Monday, Aug. 06, 1984

When Uncle Lends a Hand

Federal bailouts of near bankrupt companies were all but unheard of prior to 1970. Since then there have been several examples of last-minute largesse from Uncle Sam. Among the most spectacular cases:

Chrysler. The 1970s energy crisis left Detroit's third-largest automaker almost out of gas. The company was slow to convert to fuel-efficient small cars and faced increasingly tough opposition from both the Big Two and Japan; by mid-1979, Chrysler had accumulated nearly $500 million in losses, as well as the industry's largest backlog of unsold vehicles. Chairman Lee Iacocca, hired shortly after being fired as president of Ford, went to Washington with pleas for aid that in December 1979 netted Chrysler $1.5 billion in loan guarantees. The controversial bailout proved to be a good investment. Three weeks ago, Chrysler reported a record $802.9 million in profits for the second quarter of 1984, more than it had previously earned in any full year. Last summer the company paid back the remaining $813 million that it had borrowed with the aid of the guarantees, beating the scheduled repayment deadline by seven years. The Federal Government actually made a profit on the bailout. Eleven months ago, Chrysler bought back 14.4 million stock warrants that it had given the Government in order to secure the loan guarantees. Profit to the U.S. Treasury: $311 million.
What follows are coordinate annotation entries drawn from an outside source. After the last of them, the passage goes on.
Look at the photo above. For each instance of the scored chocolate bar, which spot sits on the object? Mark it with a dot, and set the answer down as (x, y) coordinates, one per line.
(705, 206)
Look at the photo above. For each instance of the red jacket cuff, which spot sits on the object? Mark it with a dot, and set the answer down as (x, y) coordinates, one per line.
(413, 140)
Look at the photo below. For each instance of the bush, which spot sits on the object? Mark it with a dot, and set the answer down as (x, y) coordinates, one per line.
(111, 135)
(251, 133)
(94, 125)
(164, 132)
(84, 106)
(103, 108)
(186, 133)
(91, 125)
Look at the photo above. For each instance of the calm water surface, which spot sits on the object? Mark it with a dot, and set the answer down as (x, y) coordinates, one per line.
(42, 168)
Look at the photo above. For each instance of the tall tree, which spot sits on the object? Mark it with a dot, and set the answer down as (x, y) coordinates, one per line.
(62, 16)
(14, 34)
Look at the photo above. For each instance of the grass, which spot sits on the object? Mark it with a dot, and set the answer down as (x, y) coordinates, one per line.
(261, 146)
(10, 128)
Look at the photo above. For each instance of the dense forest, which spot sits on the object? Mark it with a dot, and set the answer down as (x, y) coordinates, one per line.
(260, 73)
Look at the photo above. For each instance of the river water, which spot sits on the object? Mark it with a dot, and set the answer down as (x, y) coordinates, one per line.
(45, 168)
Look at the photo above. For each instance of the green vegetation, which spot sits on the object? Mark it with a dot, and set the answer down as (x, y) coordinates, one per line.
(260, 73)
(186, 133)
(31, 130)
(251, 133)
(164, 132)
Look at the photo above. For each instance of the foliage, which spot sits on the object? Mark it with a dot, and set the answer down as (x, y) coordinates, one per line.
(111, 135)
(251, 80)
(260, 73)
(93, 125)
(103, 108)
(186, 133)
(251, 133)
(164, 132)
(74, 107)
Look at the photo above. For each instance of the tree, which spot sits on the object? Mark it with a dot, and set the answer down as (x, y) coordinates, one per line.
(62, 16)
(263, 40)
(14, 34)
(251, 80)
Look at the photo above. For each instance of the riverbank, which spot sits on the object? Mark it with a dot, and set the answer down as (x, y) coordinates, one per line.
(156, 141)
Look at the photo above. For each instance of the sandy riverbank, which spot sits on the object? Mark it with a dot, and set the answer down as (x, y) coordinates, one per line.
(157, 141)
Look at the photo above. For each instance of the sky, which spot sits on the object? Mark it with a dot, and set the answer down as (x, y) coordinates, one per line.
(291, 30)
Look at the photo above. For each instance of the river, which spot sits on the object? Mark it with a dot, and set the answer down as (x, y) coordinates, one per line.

Lockheed. The big defense contractor flew into trouble as the 1970s began because of development outlays for its Tri-Star jumbojet, which never made money and is now out of production, and vast cost overruns on the giant C-5A military cargo carrier. In 1971 the Senate, by a one-vote majority, approved $250 million in now expired loan guarantees. Last year Chairman Roy Anderson was able to report that booming military business had helped Lockheed achieve record profits of $263 million.

Penn Central. The 1968 merger of the Pennsylvania and New York Central railroads was the largest corporate consolidation up to that time. But management squabbles and a crushing debt load derailed Penn Central in June 1970, three days after the Nixon Administration rejected a company plea for $200 million in loan guarantees. Bankruptcy, however, turned out to be only an intermediate stop. To keep the railroad running, the following year Washington provided up to $125 million in guarantees and later absorbed the company's rail operations into Conrail, the Government-run railroad. Now a diversified manufacturer (1983 sales: $2.5 billion) with operations ranging from energy exploration to the production of missile systems--but not the railroad business--the reorganized Penn Central earned $19.7 million last year.

Not every supplicant, however, has gone to Washington and come away with bundles of cash. The Government turned down Pan American World Airways in 1974 when the carrier said it needed about $10 million a month in subsidies to stay aloft. Instead, the Civil Aeronautics Board allowed Pan Am to take rescue measures, such as sharing markets with TWA.

While some of the bailouts have been successful, many businessmen and politicians charge that they are unfair to competitors, potentially costly for taxpayers and thwart the working of the market economy. Says Stuart Eizenstat, the top domestic policy adviser to President Jimmy Carter and an architect of the Chrysler rescue: "In the few bailouts that we've done, the benefits have outweighed the disadvantages.

But that's precisely because we've done so few."